Lo que queda de nosotros
Por Nochedeinvierno13
Disclaimer: Todo el universo de Canción de Hielo y Fuego es propiedad de George R. R. Martin.
Esta historia participa en el "[Multifandom] Casa de Blanco y Negro 4.0" del Foro "Alas Negras, Palabras Negras".
2
Manzanilla
Aemond Targaryen pasó los siguientes días dudando si decirle a Helaena lo que había escuchado. Al fin y al cabo, era la principal afectada con la decisión de su madre.
Su hermana y él tomaban té todas las tardes. Era su pequeño ritual. El único momento del día donde solo eran ellos dos, sin interrupciones. No sabía cuándo había comenzado exactamente ―los pies de Helaena siempre la llevaban a su habitación, decía que allí se sentía segura; en algún momento, debió llegar acompañada de una tetera y pastelitos de limón―, pero de lo que estaba seguro era que no debía terminar.
Ese día, Helaena lucía un vestido de lino, suelto en las mangas, con un bordado sencillo alrededor del escote; el pelo plateado, por otro lado, estaba acomodado en una redecilla. Aunque su madre se empeñara en negarlo, Helaena era la que más se parecía a Rhaenyra. Lo único que la diferenciaba físicamente era que tenía el rostro más lleno. Pero su media hermana tendría que volver a nacer para ser tan especial como Helaena.
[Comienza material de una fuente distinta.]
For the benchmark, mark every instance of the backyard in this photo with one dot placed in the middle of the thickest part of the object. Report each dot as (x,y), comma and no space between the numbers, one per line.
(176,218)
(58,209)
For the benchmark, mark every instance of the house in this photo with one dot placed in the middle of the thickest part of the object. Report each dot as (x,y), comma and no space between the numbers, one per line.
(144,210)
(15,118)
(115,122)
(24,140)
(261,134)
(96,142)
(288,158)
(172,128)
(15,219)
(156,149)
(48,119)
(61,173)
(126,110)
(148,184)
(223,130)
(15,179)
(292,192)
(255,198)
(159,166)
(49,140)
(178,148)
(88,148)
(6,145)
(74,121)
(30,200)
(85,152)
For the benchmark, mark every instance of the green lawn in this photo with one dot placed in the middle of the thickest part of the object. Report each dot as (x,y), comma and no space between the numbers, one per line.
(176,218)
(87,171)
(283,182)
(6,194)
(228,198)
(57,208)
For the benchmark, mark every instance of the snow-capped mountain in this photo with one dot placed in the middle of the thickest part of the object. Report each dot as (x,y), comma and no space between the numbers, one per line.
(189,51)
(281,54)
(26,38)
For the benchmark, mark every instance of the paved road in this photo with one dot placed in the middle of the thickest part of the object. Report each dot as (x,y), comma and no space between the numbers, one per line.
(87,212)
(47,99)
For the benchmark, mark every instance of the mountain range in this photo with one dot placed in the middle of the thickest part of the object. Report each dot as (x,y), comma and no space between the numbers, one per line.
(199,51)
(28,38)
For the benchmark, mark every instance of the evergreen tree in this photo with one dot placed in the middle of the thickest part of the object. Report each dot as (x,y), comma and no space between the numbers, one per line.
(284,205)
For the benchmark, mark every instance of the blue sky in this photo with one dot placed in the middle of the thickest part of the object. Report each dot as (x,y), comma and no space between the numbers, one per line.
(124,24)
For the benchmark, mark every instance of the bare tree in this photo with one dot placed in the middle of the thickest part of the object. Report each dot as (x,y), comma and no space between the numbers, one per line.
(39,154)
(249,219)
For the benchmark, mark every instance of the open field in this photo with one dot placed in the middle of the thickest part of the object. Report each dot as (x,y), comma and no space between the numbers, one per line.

Aemond miró el escorpión que tenía apoyado en el hombro.
―¿De dónde lo sacaste?
―Lady Martell me lo regaló ―contestó. Una pequeña comitiva Martell se estaba quedando en la capital para enorme malestar de su madre. Para Aemond, su presencia era indiferente―. Es nativo de los desiertos de Dorne. Jamás vi una especie tan maravillosa.
A su hermana le fascinaban los insectos. Los tenía en un enorme terrario en su habitación y los clasificaba según su ecosistema o su peligrosidad. Cuantas más patas tuvieran, más le agradaban. Pasaba más tiempo con ellos que a lomos de su dragón, Sueñafuego.
―Tenía entendido que los escorpiones de Dorne eran venenosos ―repuso Aemond, mirando con escepticismo al ejemplar.
―Lo son, pero Aliandra me enseñó a ordeñárselo para que no sea mortal.
Una vez que el escorpión rojo pasó a un segundo plano, los dos hermanos se sentaron a la mesa. Aemond sirvió dos tazas humeantes de té de manzanilla y le ofreció una chuchería. Helaena mordisqueó el pastelito y sonrió.
―Hay algo que no me estás diciendo, Aemond ―dijo ella. No le sorprendió que pudiera leerlo. Nunca le había mentido―. Lo veo en tus ojos. Y sé que te preocupa.
Se mordió el interior de la mejilla.
―El otro día escuché una conversación entre nuestra madre y el abuelo ―respondió―. Quieren casarte con Aegon. ―No creyó conveniente decirle que también pretendían coronarlo una vez que su padre, el rey Viserys, muriera.
Su reacción fue instantánea. La expresión de Helaena se transformó, pasó de la sonrisa al horror.
―No. Dime que no es verdad. ¡Ellos no pueden hacer eso! ―gritó y se cubrió los oídos como si estuviera inmersa en una pesadilla―. ¡No quiero hacerlo! ¡No quiero casarme con Aegon!
«Tampoco quiero que te cases con Aegon», pensó. «Tendrías que ser mía. Yo te cuidaría. Te haría feliz.» Pero lo único que hizo fue abrazarla hasta que se calmó.
El escorpión le mordió la mano, pero no sintió absolutamente nada.